The mechanism by which the V3 loop affects cell-type tropism has not been elucidated. It has been suggested by some that a sequence near the tip of the V3 loop serves as the target for proteolytic cleavage, and that this V3 cleavage event activates the membrane fusion potential of HIV-1 Env(143, 144) . It was proposed that differences in tropism correlate with altered sensitivity of the V3 loop to proteolytic cleavage(141, 145) , although other investigators failed to find a correlation between these properties(146) , and it has not been established that V3 cleavage plays any role in HIV-1 infection. Another model for V3 loop function invokes the existence of a cell-type specific, non-CD4 receptor molecule with which the V3 loop interacts. To date, however, no such receptor has been identified.
In the discussion above, we have focused largely on the functions of discrete domains within the HIV-1 Env glycoprotein. It is becoming increasingly clear, however, that most Env functions require the interaction between nonadjacent sequences within gp120 or between gp120 and gp41. Although attempts to obtain a crystal structure of HIV-1 Env have thus far been unsuccessful, a variety of biological, biochemical, and immunological data have provided information about Env interactions. In an early demonstration of the importance of Env interactions, a debilitating mutation in C2 affecting infectivity could be reversed by changes in C1 and V3, suggesting a functional interaction between these domains of gp120(147) . More recently, the analysis of a revertant obtained from a V1/V2 envelope chimera demonstrated the existence of a functional interaction between V1/V2 and C4(148) . The analysis of chimeras between syncytium-inducing and non-syncytium-inducing Env glycoproteins also support an interaction between V1/V2 and sequences near the carboxyl terminus of gp120(114) .
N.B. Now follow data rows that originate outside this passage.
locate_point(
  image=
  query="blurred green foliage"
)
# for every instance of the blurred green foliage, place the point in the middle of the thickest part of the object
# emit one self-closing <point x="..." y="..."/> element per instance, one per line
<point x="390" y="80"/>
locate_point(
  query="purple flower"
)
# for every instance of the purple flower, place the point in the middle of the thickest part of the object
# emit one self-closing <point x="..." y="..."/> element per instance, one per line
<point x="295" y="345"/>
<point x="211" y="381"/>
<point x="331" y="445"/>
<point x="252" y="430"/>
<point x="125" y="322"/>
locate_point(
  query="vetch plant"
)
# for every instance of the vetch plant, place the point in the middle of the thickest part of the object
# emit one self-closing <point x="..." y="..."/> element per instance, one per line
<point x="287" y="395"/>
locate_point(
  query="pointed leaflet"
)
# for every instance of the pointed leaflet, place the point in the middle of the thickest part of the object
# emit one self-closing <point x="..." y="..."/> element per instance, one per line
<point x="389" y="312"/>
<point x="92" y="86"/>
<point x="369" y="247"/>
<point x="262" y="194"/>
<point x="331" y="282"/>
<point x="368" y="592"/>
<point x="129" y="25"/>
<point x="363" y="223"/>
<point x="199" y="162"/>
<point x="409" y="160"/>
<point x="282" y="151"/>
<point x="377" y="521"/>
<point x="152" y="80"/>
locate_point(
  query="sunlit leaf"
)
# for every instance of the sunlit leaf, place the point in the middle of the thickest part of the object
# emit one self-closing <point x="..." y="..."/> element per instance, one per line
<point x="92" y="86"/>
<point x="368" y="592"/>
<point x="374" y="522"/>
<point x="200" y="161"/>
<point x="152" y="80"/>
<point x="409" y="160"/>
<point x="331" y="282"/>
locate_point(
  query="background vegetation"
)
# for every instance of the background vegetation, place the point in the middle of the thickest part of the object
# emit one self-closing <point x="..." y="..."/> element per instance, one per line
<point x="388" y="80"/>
Several groups have used antibody binding analyses to identify interacting regions within gp120. This approach has provided evidence for interactions between V1/V2 and C4; V3 and C1, C2, and C4; and C1, C2, and C5(117, 149, 150, 151, 152, 153) . An interaction between V3 and C4 is further supported by the observation that treatment of gp120 with soluble CD4 (which binds C4) enhances the binding of anti-V3 monoclonal antibodies (152) , and that single amino acid mutations in C4 increase binding by a V3-specific antibody(153) . Although some of these findings may be ascribed to indirect effects on protein folding rather than direct, functional interactions, these studies are consistent with the concept that while distinct domains within HIV-1 Env are involved in specific functions, complex interactions between, and within, these domains are essential for the full range of biological activities required for productive infection.